As the Popes have been writing to us in their encyclical, the Light of Faith, it is not enough for us to hear the Word of God. As we see, Peter heard God’s word and still didn’t get it. James and John heard the word and still asked for the places on the right hand and left, which were reserved in God’s plan for two thieves. And Judas, whom Jesus loved so much that He made Him the community treasurer (and thief), really didn’t get it. They all wanted Jesus to be the “expected One,” a mighty Messiah who would rally the people and lead an army of Jews and angels to expel the Romans and become masters of the world. They heard the word of God, but if they had acted on their perception at that moment, everything would have been lost in the same kind of ocean of blood that overwhelmed the Jewish rebels thirty-five years later.
No, what was lacking to the apostles at that moment, and what finally caused them to “get it” at Pentecost, was vision. They had to begin to see with the eyes of God, the eyes of Jesus. If they looked into the soul of the men and women around them, and into their own souls, they would see disorder and rebellion. Nobody can be like Christ with a soul filled with hatred, arrogance, fear. Nobody can be like Christ and attract others to the community of faith without being filled with His compassion. I can’t make you do God’s will; only you can make you do God’s will. Oh, we can impose rules and laws by force, but unless hearts and minds are changed, when the force is taken away, the same old bad behavior will return with a vengeance.

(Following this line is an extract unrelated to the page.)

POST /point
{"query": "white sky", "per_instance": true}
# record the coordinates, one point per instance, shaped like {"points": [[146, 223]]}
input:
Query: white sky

Consider what St. James was writing to his congregations about: treating rich and poor people differently at what we now call Mass. James reminds them that the church of the first century was primarily a church of the poor. When somebody parades in finely dressed, draped with jewelry and silk and all manner of ostentation, it is very likely that he or she is there to be seen, not to acquire new eyes to see. The poor person who puts on the best he has–some shabby articles of clothing–may feel embarrassed to be anywhere. But that impoverished soul very likely knows that he needs to acquire a new vision, and so has come to be counseled and consoled and challenged to live out his baptism.
That’s why we must treat every parishioner with the same dignity, whether they look rich or poor, whether they arrive early or late, whether they put money in the collection plate or not. Each is a child of God, desired by God for eternal union with Himself. And therefore for union today and tomorrow with us.